First it checks whether the object in question is of a standard sequence type, in which case it uses the standard method of getting the length directly. This is the check of _PyObject_HasLen. A real length will always be better than a length hint, if it is available.

Then it looks for a __length_hint__ member, bailing out if it doesn’t find one:

    hint = _PyObject_LookupSpecial(o, &PyId___length_hint__);
    if (hint == NULL) {
        if (PyErr_Occurred()) {
            return -1;
        }
        return defaultvalue;
    }

Assuming a length hint method is found, it calls the method and returns it.

This length hint function is used for example in listextend in Objects/listobject.c, which is the implementation of the built-in list type. listextend reads through an iterator, adding the elements to a list. This is obviously used to implement the list.extend() method, but it’s also used when concatenating lists or when instantiating a new list (the empty list is constructed, then the extend code is called).

The length hint is used like this (some details omitted):

    /* Guess a result list size. */
    n = PyObject_LengthHint(b, 8);
    if (n < 0) {/* Deal with bad result */}
    m = Py_SIZE(self);
    if (m > PY_SSIZE_T_MAX - n) {
        /* Overflow. Ignore this. */
    }
    else {
        mn = m + n;
        /* Make room. */
        if (list_resize(self, mn) < 0)
            goto error;
        /* Make the list sane again. */
        Py_SIZE(self) = m;
    }

The key point is the call to list_resize. This resizes the list to be big enough to include its existing contents, plus the hinted size of the iterator. Assuming the hint is correct, there will be no need to resize the list as it fills up. Even if it’s slightly off, it should still require fewer resizings, saving time overall.
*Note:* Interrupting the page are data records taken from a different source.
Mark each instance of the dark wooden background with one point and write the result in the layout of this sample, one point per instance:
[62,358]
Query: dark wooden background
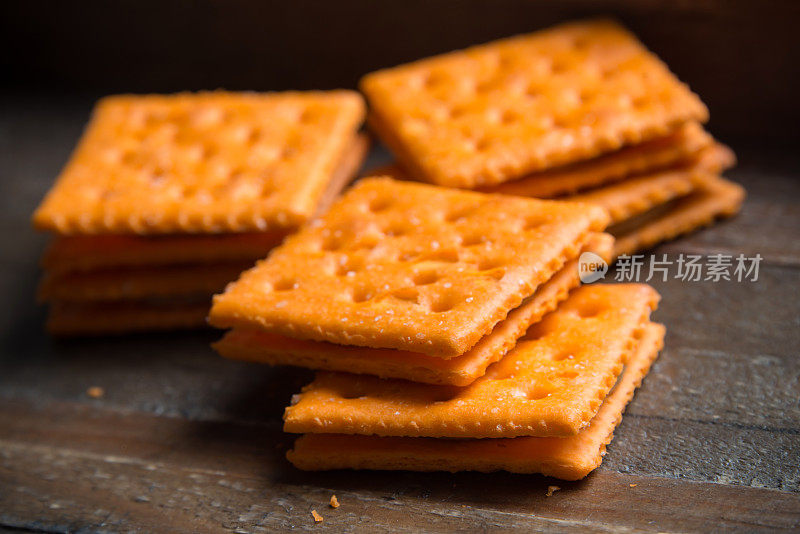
[186,441]
[740,55]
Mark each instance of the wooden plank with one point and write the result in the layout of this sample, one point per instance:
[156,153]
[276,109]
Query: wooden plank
[74,467]
[769,221]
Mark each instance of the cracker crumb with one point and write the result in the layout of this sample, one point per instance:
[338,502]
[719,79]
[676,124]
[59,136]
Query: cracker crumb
[551,490]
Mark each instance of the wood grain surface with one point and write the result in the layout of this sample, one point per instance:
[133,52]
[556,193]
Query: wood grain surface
[183,440]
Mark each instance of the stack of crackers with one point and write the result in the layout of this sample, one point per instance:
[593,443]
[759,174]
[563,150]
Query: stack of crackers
[582,111]
[455,310]
[168,198]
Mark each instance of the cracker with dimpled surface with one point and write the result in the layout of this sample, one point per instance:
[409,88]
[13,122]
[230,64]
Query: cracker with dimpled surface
[256,346]
[203,163]
[408,266]
[551,384]
[570,458]
[500,111]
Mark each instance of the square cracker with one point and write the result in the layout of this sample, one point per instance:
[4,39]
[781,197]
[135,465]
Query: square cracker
[141,283]
[104,318]
[551,384]
[202,163]
[713,198]
[257,346]
[570,458]
[408,266]
[499,111]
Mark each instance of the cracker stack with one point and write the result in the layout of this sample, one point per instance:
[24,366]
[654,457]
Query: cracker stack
[580,111]
[168,198]
[436,297]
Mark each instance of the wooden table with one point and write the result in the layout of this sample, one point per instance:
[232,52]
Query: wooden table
[186,441]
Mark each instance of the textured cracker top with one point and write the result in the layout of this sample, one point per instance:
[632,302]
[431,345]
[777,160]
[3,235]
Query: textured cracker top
[408,266]
[496,112]
[205,163]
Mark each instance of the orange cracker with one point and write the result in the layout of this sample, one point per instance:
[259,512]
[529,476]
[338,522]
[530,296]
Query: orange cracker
[714,198]
[78,319]
[141,283]
[570,458]
[408,266]
[551,384]
[97,252]
[202,163]
[257,346]
[676,148]
[497,112]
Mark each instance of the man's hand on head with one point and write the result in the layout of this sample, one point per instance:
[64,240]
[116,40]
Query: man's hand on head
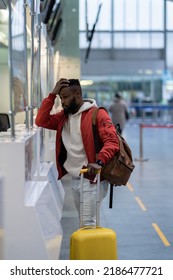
[59,85]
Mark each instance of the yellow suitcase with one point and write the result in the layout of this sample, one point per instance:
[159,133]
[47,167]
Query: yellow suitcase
[93,243]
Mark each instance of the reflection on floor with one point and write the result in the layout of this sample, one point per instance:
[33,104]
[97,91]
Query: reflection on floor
[142,213]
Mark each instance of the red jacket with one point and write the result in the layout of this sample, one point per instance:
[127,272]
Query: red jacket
[56,122]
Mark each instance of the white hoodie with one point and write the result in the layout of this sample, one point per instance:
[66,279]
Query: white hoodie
[72,139]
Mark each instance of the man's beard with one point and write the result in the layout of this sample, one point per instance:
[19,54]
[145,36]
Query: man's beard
[72,108]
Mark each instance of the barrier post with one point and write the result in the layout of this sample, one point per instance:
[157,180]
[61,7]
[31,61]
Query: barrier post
[141,159]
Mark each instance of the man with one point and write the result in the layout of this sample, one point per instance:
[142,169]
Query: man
[74,141]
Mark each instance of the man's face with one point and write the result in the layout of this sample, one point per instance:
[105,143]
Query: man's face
[69,101]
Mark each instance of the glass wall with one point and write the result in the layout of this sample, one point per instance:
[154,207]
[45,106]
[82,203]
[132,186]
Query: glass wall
[126,23]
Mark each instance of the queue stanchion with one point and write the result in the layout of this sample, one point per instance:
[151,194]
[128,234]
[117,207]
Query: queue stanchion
[141,158]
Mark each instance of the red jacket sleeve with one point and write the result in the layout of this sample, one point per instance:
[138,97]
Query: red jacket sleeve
[108,136]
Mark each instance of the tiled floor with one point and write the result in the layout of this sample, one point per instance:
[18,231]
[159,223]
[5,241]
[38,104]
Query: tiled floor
[142,213]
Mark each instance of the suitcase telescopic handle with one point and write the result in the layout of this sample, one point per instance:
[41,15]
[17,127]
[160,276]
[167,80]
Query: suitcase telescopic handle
[82,172]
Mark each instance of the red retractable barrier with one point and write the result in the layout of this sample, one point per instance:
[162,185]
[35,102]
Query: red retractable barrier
[141,126]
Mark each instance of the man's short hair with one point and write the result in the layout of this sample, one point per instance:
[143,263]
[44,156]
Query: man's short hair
[75,85]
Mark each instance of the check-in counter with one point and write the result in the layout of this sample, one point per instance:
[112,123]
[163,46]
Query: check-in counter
[32,200]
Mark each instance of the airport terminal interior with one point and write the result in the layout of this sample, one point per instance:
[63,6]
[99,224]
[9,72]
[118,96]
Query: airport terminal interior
[110,46]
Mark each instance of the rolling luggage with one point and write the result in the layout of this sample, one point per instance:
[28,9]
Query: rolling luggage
[93,243]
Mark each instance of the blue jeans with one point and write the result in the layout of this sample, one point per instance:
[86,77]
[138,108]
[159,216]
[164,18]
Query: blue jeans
[89,198]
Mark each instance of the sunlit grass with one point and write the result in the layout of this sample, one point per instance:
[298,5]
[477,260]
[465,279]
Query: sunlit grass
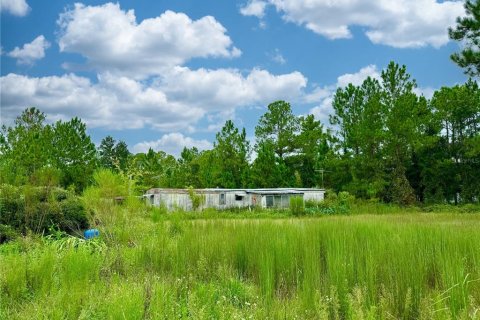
[392,266]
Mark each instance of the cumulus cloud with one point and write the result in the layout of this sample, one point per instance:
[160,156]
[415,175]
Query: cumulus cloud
[175,101]
[113,102]
[30,52]
[112,40]
[18,8]
[254,8]
[357,78]
[400,24]
[172,143]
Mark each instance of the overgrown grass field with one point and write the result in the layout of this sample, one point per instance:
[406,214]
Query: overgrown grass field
[148,265]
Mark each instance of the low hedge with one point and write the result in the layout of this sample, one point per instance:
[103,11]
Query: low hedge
[38,208]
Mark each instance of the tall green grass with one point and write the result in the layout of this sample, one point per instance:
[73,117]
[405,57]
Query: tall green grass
[409,266]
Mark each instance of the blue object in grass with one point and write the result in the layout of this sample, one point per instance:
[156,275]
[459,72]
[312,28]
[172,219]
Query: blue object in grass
[91,233]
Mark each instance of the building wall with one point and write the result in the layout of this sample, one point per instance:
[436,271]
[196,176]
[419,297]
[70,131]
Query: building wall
[173,199]
[316,195]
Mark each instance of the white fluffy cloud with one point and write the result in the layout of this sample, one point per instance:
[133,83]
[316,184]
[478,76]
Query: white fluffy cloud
[357,78]
[172,143]
[16,7]
[254,8]
[113,102]
[30,52]
[112,40]
[176,101]
[401,24]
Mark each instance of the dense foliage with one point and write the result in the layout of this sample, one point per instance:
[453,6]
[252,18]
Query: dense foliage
[40,210]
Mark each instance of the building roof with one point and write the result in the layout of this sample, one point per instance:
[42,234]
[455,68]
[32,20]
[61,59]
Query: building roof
[222,190]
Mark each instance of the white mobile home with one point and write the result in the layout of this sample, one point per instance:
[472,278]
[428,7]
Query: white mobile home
[230,198]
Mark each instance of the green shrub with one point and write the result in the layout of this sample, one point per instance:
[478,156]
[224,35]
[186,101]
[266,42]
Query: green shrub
[7,233]
[38,208]
[74,215]
[297,207]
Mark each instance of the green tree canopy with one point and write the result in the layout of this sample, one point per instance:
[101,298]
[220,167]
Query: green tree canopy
[467,32]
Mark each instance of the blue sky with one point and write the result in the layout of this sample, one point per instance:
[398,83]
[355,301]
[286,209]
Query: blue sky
[168,74]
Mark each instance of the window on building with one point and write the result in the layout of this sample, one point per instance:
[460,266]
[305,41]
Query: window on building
[222,199]
[278,201]
[269,200]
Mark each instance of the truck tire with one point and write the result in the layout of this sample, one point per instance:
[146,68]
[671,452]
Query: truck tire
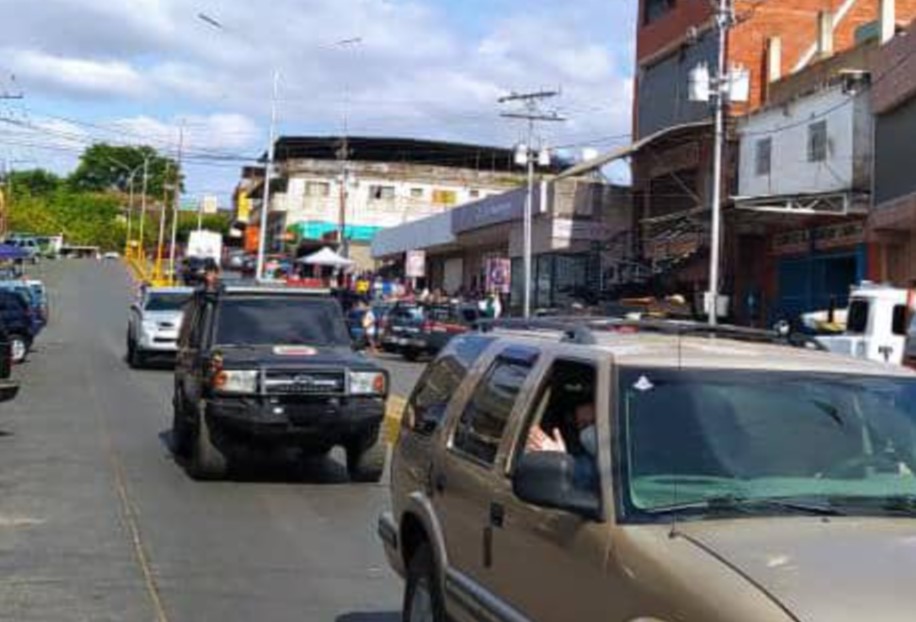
[206,461]
[366,459]
[422,597]
[182,436]
[411,354]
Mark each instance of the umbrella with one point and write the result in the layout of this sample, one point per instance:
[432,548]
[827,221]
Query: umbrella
[327,258]
[8,251]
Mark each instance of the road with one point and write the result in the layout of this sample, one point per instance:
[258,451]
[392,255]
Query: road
[97,522]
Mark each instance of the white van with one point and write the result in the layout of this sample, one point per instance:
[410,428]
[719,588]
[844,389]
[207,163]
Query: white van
[876,325]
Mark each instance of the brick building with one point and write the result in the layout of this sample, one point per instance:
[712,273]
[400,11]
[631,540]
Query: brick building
[773,41]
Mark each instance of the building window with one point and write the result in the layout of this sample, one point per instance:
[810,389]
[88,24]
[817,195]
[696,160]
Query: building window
[764,156]
[445,197]
[817,141]
[656,9]
[381,193]
[317,189]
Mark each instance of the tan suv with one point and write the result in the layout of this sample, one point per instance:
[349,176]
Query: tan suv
[635,474]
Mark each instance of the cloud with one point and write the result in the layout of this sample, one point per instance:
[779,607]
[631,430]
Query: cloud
[424,69]
[78,76]
[213,133]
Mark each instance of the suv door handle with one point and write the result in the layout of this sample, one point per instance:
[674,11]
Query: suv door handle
[497,515]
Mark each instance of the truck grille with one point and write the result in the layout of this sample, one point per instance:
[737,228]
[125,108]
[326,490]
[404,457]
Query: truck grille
[303,382]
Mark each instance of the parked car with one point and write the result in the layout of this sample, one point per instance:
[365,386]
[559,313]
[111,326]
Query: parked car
[415,330]
[16,317]
[37,315]
[9,388]
[876,325]
[154,322]
[29,245]
[700,475]
[40,294]
[262,368]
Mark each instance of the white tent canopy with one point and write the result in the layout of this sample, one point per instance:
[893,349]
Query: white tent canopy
[327,258]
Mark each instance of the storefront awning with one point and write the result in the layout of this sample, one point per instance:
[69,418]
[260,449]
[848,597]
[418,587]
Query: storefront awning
[623,152]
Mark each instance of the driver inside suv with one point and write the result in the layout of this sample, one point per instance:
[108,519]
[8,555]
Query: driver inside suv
[565,421]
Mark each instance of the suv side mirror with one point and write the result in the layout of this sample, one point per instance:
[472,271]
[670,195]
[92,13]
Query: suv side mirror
[547,479]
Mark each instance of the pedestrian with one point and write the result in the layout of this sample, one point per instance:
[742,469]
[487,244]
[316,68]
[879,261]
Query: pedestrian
[370,326]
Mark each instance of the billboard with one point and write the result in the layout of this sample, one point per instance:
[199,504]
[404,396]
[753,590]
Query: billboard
[209,204]
[415,265]
[244,208]
[499,275]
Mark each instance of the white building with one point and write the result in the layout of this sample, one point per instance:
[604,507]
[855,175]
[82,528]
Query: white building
[812,154]
[384,183]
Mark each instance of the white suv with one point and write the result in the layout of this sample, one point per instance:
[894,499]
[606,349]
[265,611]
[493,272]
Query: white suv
[154,323]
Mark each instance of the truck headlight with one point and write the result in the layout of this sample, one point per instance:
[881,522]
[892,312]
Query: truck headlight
[236,381]
[368,383]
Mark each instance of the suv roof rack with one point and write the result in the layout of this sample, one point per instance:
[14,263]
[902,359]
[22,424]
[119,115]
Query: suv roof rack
[583,330]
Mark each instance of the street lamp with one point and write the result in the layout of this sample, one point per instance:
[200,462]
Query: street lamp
[528,157]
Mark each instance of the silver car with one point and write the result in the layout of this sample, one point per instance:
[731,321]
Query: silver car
[155,320]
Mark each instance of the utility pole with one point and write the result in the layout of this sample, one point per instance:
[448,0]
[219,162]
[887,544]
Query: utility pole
[525,155]
[721,85]
[175,207]
[140,246]
[343,156]
[157,269]
[268,171]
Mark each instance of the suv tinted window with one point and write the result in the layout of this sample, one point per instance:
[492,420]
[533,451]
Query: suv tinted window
[483,422]
[857,322]
[900,316]
[440,381]
[287,320]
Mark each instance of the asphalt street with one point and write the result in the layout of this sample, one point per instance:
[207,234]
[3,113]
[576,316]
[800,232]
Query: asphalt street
[98,522]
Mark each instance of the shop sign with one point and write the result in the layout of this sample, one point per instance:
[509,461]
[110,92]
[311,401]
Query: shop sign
[491,211]
[824,238]
[415,265]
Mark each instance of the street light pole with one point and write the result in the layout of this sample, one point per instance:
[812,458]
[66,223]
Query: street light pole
[723,22]
[268,171]
[176,201]
[142,256]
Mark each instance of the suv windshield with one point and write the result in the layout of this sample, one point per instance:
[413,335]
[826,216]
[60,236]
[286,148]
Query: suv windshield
[286,320]
[167,302]
[691,439]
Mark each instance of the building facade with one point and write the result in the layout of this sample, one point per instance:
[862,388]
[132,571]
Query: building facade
[892,223]
[576,226]
[788,50]
[382,183]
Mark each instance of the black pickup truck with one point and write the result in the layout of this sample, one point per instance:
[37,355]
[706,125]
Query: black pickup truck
[265,368]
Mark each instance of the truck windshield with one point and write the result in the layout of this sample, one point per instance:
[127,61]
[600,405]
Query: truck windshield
[690,438]
[167,302]
[288,320]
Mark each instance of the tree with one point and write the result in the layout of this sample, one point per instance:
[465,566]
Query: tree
[36,182]
[105,167]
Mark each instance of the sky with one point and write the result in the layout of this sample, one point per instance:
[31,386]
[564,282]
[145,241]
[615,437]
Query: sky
[134,71]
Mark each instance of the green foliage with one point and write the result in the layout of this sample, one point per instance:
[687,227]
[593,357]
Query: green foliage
[83,218]
[105,168]
[37,182]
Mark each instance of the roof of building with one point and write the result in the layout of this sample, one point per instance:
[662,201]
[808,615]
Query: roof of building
[403,151]
[733,349]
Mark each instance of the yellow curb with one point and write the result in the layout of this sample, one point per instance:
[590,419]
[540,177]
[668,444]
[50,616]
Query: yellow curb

Should you bother with this?

The above shows that this really is used, and if you implement a __length_hint__ on your iterators it will save some unnecessary work at runtime. But bear in mind that this is quite an edge case. Saving 10 or 20 allocations won’t make a measurable difference. It will only matter if you’re hitting this code thousands, maybe even millions of times in the hot loop of your algorithm.

My guess is that this is worth doing for any iterator where it’s easy to write code (say 2 or 3 lines) to generate a decent hint. If it’s more than that, wait until you’ve proven that this is something your code is hitting enough times to justify the effort.

An exception to this might be if you’re writing library code to be used by lots of different people. In that case, you can’t know how your code might be used and the payoff of your efforts could be multiplied by the number of users who end up using it. But the more generic your code is, the harder it is likely to be to write a decent length hint method.